Dördüncü Mustafa Han
Osmanlı sultanlarının yirmi dokuzuncusu, İslam halifelerinin doksan dördüncüsüdür. Babası birinci Abdülhamid Handır. İstanbul'da 1779'da doğdu. Şehzadeliğinde yüksek din ve fen bilgileri öğretilerek yetiştirildi.
Amcası Sultan Selim Hanın ıslahat fikirlerine karşı çıkan bazı devlet adamları yeniçerileri tahrik ettiler. Neticede Kabakçı Mustafa'nın sevk ve idaresinde ayaklanan yamaklar Selim Hanı tahttan indirerek Şehzade Mustafa'yı sultan ilan ettiler. (1807)

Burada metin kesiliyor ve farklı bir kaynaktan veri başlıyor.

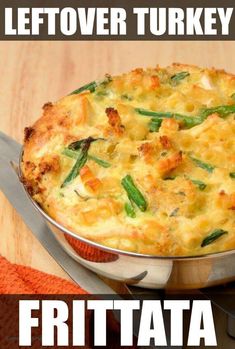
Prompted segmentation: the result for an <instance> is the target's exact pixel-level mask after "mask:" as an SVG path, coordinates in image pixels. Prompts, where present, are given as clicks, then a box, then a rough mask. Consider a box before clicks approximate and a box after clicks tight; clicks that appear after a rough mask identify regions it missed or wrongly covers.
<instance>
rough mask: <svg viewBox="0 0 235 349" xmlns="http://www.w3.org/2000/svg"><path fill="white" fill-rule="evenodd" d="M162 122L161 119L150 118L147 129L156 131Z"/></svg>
mask: <svg viewBox="0 0 235 349" xmlns="http://www.w3.org/2000/svg"><path fill="white" fill-rule="evenodd" d="M161 124H162V119H151V121H150V123H149V131H150V132H157V131H158V130H159V128H160V126H161Z"/></svg>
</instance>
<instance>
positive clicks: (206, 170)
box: [190, 156, 215, 173]
mask: <svg viewBox="0 0 235 349" xmlns="http://www.w3.org/2000/svg"><path fill="white" fill-rule="evenodd" d="M190 158H191V160H192V161H193V162H194V163H195V164H196V165H197V166H198V167H201V168H202V169H203V170H206V171H207V172H209V173H212V172H213V171H214V169H215V166H213V165H211V164H208V163H206V162H203V161H201V160H199V159H196V158H194V157H192V156H190Z"/></svg>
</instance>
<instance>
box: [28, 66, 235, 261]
mask: <svg viewBox="0 0 235 349" xmlns="http://www.w3.org/2000/svg"><path fill="white" fill-rule="evenodd" d="M182 72H186V73H187V74H185V76H184V77H183V78H181V79H179V80H177V78H176V79H175V78H174V76H175V75H176V74H179V73H182ZM96 85H97V86H96V88H95V91H94V90H91V91H83V92H81V93H78V94H71V95H69V96H67V97H64V98H63V99H61V100H59V101H58V102H56V103H55V104H51V103H48V104H46V105H45V106H44V108H43V109H44V110H43V115H42V117H41V118H40V119H39V120H38V121H37V122H36V123H35V124H34V125H33V126H32V127H30V128H27V129H26V137H25V145H24V156H23V163H22V171H23V176H24V182H25V184H26V186H27V187H28V190H29V192H30V193H31V195H32V196H33V198H34V199H35V200H36V201H37V202H38V203H39V204H40V205H41V206H42V207H43V209H44V210H45V211H46V212H47V213H48V214H49V215H50V216H51V217H52V218H54V219H55V220H56V221H58V222H59V223H61V224H62V225H64V226H65V227H67V228H69V229H71V230H72V231H73V232H75V233H77V234H78V235H80V236H83V237H86V238H88V239H90V240H92V241H96V242H98V243H100V244H103V245H106V246H109V247H113V248H117V249H121V250H126V251H132V252H138V253H145V254H152V255H163V256H179V255H199V254H204V253H211V252H218V251H223V250H228V249H233V248H235V179H234V178H233V175H232V174H233V173H234V172H235V141H234V139H235V138H234V137H235V119H234V114H233V113H229V114H227V115H226V116H223V115H221V114H219V113H211V115H207V117H205V118H204V119H203V121H202V122H201V123H199V124H198V125H195V126H194V127H191V128H187V127H185V124H184V122H182V120H179V119H177V117H174V116H173V117H166V118H165V117H162V119H161V120H160V121H161V125H159V129H158V128H156V130H155V131H153V129H151V122H152V120H153V119H154V117H151V116H147V115H142V114H141V113H139V112H138V108H141V109H145V110H149V111H155V112H171V113H173V114H183V115H186V116H189V117H198V116H199V115H200V113H201V110H202V109H203V108H211V107H217V106H221V105H226V106H228V105H230V106H231V105H233V104H235V100H234V99H233V97H232V95H233V94H234V93H235V76H233V75H230V74H226V73H225V72H223V71H217V70H214V69H212V70H209V69H201V68H198V67H194V66H187V65H180V64H174V65H172V66H170V67H167V68H164V69H163V68H159V67H157V68H155V69H147V70H142V69H136V70H134V71H132V72H130V73H128V74H124V75H122V76H116V77H112V78H111V77H106V78H105V79H104V81H103V82H100V83H97V84H96ZM151 130H152V132H151ZM88 137H93V138H100V139H98V140H96V141H94V142H92V143H91V144H90V148H89V150H88V158H87V161H86V162H85V163H84V164H83V167H82V169H81V170H80V172H79V173H78V175H77V176H75V178H74V179H73V180H72V181H70V182H69V183H68V184H67V185H65V186H62V183H63V182H64V181H65V179H66V177H67V176H68V174H69V173H70V172H71V170H72V168H73V166H74V164H75V162H76V159H75V158H71V157H70V156H68V155H66V154H65V153H64V149H65V148H68V146H69V145H70V144H71V143H72V142H75V141H78V140H82V139H86V138H88ZM75 155H76V154H75ZM94 156H95V157H96V158H99V159H101V160H102V161H105V162H106V165H107V164H108V165H107V166H105V167H103V166H102V165H100V164H99V163H97V162H95V161H94V159H92V157H94ZM195 159H196V160H195ZM197 160H199V161H200V163H199V162H198V161H197ZM201 162H203V164H207V165H209V167H210V169H209V170H208V168H207V169H205V168H203V166H200V164H201ZM108 166H109V167H108ZM127 175H130V176H131V178H132V179H133V181H134V184H135V186H136V187H137V188H138V190H139V191H140V192H141V194H142V195H143V197H144V199H145V200H146V203H147V209H146V210H144V211H141V210H140V209H139V207H138V205H136V203H135V202H134V201H133V200H131V201H130V198H128V195H127V194H128V193H127V192H126V190H125V189H124V187H123V186H122V184H121V180H122V179H123V178H124V177H125V176H127ZM126 204H128V205H129V206H130V205H131V209H132V211H133V212H134V216H133V217H132V216H131V215H128V213H127V211H126V210H125V205H126ZM218 230H219V231H223V232H224V233H223V234H221V236H217V238H216V239H212V241H211V242H210V243H207V244H206V245H205V246H203V247H202V242H203V241H204V239H205V238H206V237H208V236H210V235H211V234H212V233H214V232H215V231H218Z"/></svg>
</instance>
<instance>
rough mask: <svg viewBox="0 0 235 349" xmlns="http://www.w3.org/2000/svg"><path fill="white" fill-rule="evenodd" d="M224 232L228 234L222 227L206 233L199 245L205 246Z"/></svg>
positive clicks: (223, 234)
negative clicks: (206, 235) (211, 231)
mask: <svg viewBox="0 0 235 349" xmlns="http://www.w3.org/2000/svg"><path fill="white" fill-rule="evenodd" d="M224 234H228V232H227V231H225V230H223V229H215V230H214V231H213V232H212V233H211V234H210V235H208V236H207V237H206V238H205V239H203V240H202V243H201V247H205V246H207V245H209V244H211V243H212V242H214V241H215V240H217V239H218V238H219V237H221V236H222V235H224Z"/></svg>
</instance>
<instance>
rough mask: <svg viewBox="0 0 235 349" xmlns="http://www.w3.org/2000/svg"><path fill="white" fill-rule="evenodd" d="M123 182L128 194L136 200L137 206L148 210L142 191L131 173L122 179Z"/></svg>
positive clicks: (137, 206) (121, 182) (124, 186)
mask: <svg viewBox="0 0 235 349" xmlns="http://www.w3.org/2000/svg"><path fill="white" fill-rule="evenodd" d="M121 184H122V186H123V188H124V189H125V191H126V192H127V195H128V197H129V200H130V201H132V202H134V203H135V204H136V206H137V207H138V208H139V209H140V210H141V211H143V212H144V211H146V209H147V202H146V200H145V198H144V196H143V195H142V193H141V192H140V191H139V189H138V188H137V187H136V185H135V184H134V181H133V179H132V177H131V176H130V175H126V176H125V177H124V178H123V179H122V180H121Z"/></svg>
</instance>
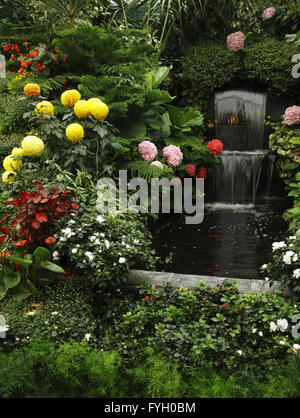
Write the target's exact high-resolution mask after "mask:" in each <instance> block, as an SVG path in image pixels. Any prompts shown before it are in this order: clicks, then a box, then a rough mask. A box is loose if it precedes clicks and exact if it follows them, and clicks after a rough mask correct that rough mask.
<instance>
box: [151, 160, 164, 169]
mask: <svg viewBox="0 0 300 418" xmlns="http://www.w3.org/2000/svg"><path fill="white" fill-rule="evenodd" d="M151 165H154V167H157V168H160V169H161V170H162V169H163V168H164V166H163V165H162V163H161V162H160V161H153V163H151Z"/></svg>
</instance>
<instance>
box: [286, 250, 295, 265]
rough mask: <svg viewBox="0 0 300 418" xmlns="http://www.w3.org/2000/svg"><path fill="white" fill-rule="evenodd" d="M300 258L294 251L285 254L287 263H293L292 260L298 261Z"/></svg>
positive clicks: (286, 262)
mask: <svg viewBox="0 0 300 418" xmlns="http://www.w3.org/2000/svg"><path fill="white" fill-rule="evenodd" d="M297 260H298V256H297V254H296V253H294V251H287V252H286V253H285V254H284V256H283V262H284V263H285V264H288V265H290V264H292V261H297Z"/></svg>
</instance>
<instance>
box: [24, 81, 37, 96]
mask: <svg viewBox="0 0 300 418" xmlns="http://www.w3.org/2000/svg"><path fill="white" fill-rule="evenodd" d="M24 93H25V96H27V97H33V96H34V97H37V96H39V95H40V94H41V88H40V86H39V85H38V84H36V83H28V84H26V86H25V87H24Z"/></svg>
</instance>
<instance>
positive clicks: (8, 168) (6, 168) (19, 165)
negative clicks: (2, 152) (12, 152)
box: [3, 155, 22, 171]
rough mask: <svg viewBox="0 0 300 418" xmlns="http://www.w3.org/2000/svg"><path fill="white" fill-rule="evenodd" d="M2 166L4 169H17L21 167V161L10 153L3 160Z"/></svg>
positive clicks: (16, 169)
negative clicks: (2, 166) (6, 156)
mask: <svg viewBox="0 0 300 418" xmlns="http://www.w3.org/2000/svg"><path fill="white" fill-rule="evenodd" d="M3 167H4V168H5V170H6V171H14V170H19V169H20V168H21V167H22V161H21V160H17V159H16V158H15V157H13V156H12V155H8V156H7V157H5V158H4V160H3Z"/></svg>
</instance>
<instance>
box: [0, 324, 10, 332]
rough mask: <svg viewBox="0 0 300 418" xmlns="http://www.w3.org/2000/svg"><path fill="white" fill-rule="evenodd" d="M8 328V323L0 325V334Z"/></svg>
mask: <svg viewBox="0 0 300 418" xmlns="http://www.w3.org/2000/svg"><path fill="white" fill-rule="evenodd" d="M8 330H9V325H0V334H2V332H6V331H8Z"/></svg>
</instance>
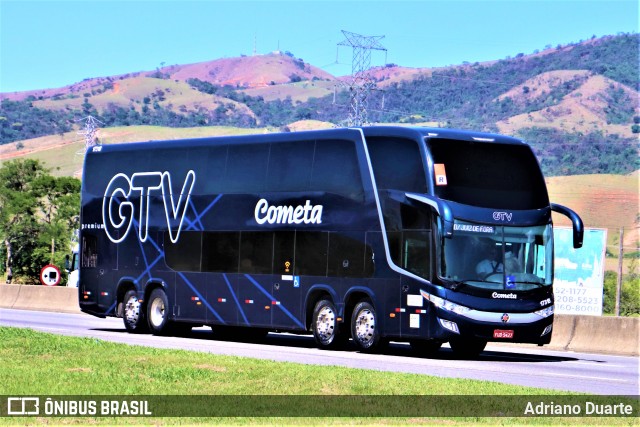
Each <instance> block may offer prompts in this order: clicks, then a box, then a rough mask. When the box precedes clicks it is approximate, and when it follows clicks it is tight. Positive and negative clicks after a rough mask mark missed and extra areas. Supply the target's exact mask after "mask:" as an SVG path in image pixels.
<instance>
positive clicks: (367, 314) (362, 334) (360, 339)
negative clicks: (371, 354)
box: [355, 309, 376, 347]
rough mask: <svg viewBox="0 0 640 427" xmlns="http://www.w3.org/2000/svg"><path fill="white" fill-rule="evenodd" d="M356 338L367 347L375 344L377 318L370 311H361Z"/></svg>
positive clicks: (363, 310)
mask: <svg viewBox="0 0 640 427" xmlns="http://www.w3.org/2000/svg"><path fill="white" fill-rule="evenodd" d="M355 323H356V328H355V329H356V336H357V337H358V341H359V342H361V343H362V344H363V345H364V346H365V347H366V346H368V345H369V344H370V343H372V342H373V338H374V333H375V328H376V317H375V316H374V314H373V312H372V311H371V310H369V309H365V310H361V311H360V312H358V316H357V317H356V322H355Z"/></svg>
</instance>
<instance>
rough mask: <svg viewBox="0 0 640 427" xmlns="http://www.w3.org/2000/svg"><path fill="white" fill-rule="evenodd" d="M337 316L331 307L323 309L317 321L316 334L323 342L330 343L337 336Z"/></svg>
mask: <svg viewBox="0 0 640 427" xmlns="http://www.w3.org/2000/svg"><path fill="white" fill-rule="evenodd" d="M335 328H336V315H335V313H334V311H333V310H332V309H331V307H323V308H322V310H320V312H319V313H318V318H317V320H316V332H317V334H318V337H319V338H320V339H321V340H322V341H323V342H329V341H331V339H332V338H333V335H334V334H335V330H336V329H335Z"/></svg>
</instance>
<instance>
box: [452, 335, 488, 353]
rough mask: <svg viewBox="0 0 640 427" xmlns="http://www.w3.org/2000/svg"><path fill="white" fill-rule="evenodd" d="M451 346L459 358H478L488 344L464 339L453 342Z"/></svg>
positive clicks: (452, 341)
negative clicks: (476, 357)
mask: <svg viewBox="0 0 640 427" xmlns="http://www.w3.org/2000/svg"><path fill="white" fill-rule="evenodd" d="M449 345H450V346H451V350H453V353H454V354H455V355H456V356H458V357H478V355H479V354H480V353H482V351H483V350H484V348H485V347H486V346H487V342H486V341H484V340H478V339H474V338H463V339H455V340H451V341H449Z"/></svg>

Devlet idaresini ele geçiren asiler, Nizam-ı cedid kuvvetlerini dağıttılar. İsyanın teşvikçisi Köse Musa paşa, Sultan Selim taraftarlarını birer birer ortadan kaldırdı. İstanbul'daki isyan, Rus cephesinde ordunun disiplinini de bozdu. Orduda bulunan Selim Han taraftarları Ruscuk ayanı Alemdar Mustafa paşanın yanına sığındılar. Bu hadiseler üzerine Mustafa Han, sadrazam Hilmi paşayı azlederek yerine Çelebi Mustafa paşayı sadarete getirdi. Osmanlı ordusundaki bu karışıklıktan faydalanan Ruslar, Eflak ve Boğdan'da bazı kaleleri ele geçirdiler. Ancak bu sırada Fransa imparatoru Napoleon karşısında zor durumda kalmaları barış istemelerine sebep oldu. Rusya'nın Eflak, Boğdan ve diğer zaptettiği yerleri tahliye ederek çekilmesi şartıyla 20 Ağustos 1807 de mütareke imzalandı.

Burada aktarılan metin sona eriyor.